事实证明,男人的诺言的确是不可靠的。
大部分时候,青年时对自己心爱的女人许下的承诺,到中年这个女人人老珠黄之时,什么山盟海誓都抵不住他要另觅新欢的那颗心了。
而幼年时对一个女孩儿许下的承诺,待到自己青年时大权在握、志得意满之日,这也是不作数的。
她不能什么都不做,——他要求她为他付出,要求她爱她。
譬如此刻,当他时隔多日后再度于深夜出现在媜珠榻前时,便是要求媜珠与他同房。
他是来找她寻欢的。
他要求她必须和他行房交媾。
媜珠见他过来,依然是一动不动,不理不睬,甚至她只用眼尾的余光瞧见他的身影后,连抬抬正眼看他一下都不肯。
他立在她榻边,唤她起身,说话时语气尚算温和:
“过来,给朕宽衣侍寝。”
一切的宁静止于他开口说话之时,当他说完第一句话后,媜珠便做好了要发疯与他争吵的架势了。

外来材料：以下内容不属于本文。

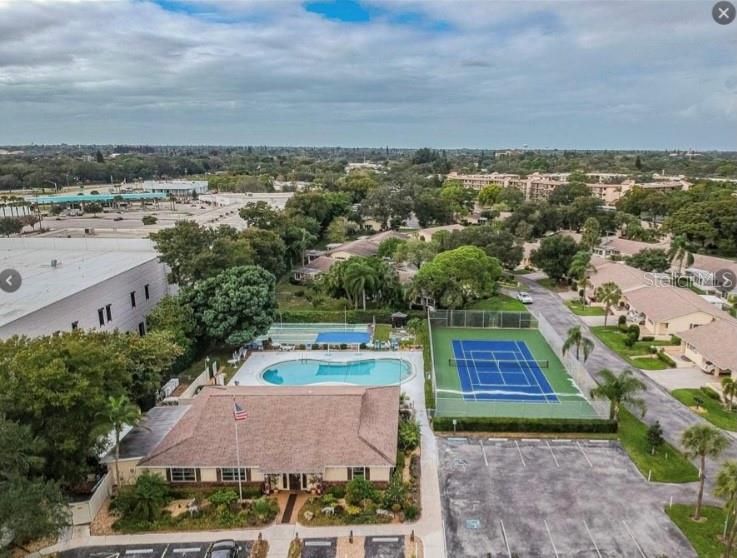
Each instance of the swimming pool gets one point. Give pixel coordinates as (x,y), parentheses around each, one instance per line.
(365,372)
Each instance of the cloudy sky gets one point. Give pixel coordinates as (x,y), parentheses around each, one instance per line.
(452,73)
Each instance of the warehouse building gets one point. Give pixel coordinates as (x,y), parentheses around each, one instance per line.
(74,283)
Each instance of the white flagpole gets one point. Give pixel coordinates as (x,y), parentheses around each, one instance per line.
(238,456)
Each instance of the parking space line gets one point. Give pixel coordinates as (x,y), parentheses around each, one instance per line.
(547,528)
(516,443)
(506,541)
(596,547)
(580,447)
(553,454)
(627,527)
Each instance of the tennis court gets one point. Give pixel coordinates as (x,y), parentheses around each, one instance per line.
(502,372)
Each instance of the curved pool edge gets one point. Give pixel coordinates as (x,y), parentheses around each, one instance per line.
(411,376)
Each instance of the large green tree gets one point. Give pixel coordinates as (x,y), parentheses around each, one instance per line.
(235,306)
(458,276)
(554,256)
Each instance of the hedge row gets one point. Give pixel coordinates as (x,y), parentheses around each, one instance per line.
(382,316)
(504,424)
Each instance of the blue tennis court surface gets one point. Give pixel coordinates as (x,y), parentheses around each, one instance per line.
(340,337)
(500,371)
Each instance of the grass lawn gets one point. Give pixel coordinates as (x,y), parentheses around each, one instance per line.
(703,535)
(382,332)
(614,339)
(584,310)
(499,302)
(711,409)
(667,464)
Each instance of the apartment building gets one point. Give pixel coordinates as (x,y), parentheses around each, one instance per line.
(80,283)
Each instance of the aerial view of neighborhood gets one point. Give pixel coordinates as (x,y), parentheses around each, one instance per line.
(368,279)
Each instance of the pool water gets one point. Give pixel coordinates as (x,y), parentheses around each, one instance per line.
(367,372)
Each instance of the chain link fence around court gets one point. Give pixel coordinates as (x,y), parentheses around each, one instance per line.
(575,368)
(482,319)
(579,405)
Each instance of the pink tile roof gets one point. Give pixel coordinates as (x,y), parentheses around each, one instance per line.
(289,429)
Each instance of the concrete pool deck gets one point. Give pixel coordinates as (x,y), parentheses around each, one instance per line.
(249,374)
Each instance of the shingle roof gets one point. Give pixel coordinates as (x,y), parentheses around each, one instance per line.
(665,303)
(299,429)
(626,277)
(717,342)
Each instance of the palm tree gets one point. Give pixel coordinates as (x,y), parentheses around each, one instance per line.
(726,488)
(618,390)
(609,294)
(360,277)
(119,411)
(702,441)
(576,339)
(680,251)
(729,390)
(580,269)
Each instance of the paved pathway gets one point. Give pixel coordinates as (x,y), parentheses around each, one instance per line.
(674,417)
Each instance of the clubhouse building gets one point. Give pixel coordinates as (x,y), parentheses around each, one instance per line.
(294,438)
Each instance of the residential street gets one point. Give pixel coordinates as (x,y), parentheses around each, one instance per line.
(674,417)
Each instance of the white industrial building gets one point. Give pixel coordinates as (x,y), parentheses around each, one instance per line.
(177,188)
(79,283)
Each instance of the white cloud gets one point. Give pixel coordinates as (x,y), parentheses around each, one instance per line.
(503,73)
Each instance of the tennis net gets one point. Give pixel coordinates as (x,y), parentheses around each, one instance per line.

她一手支在软枕上,在榻上撑起自己的上半身瞪着他,然还不等她说什么,周奉疆将一指轻轻按在她的唇边,打断了她。
“朕这几日对你的忍让也够了,现在朕要你侍寝替朕纾解,你别在这时候做让朕不高兴的事、说让朕不高兴的话。”
“给朕瞧瞧,那伤处可痊愈了没?”
周奉疆不疾不徐地伸手勾住她宽松寝衣的腰间系带,轻轻一扯,这纱衣遂被轻易剥落,滑下她的肩头,露出这剥了壳的荔枝里面雪白柔软的果肉,满身雪艳无瑕,仿若一块臻品美玉,可以置于手心细细把玩。
媜珠牙关发颤,双腿下意识交叠起来,不让他去看。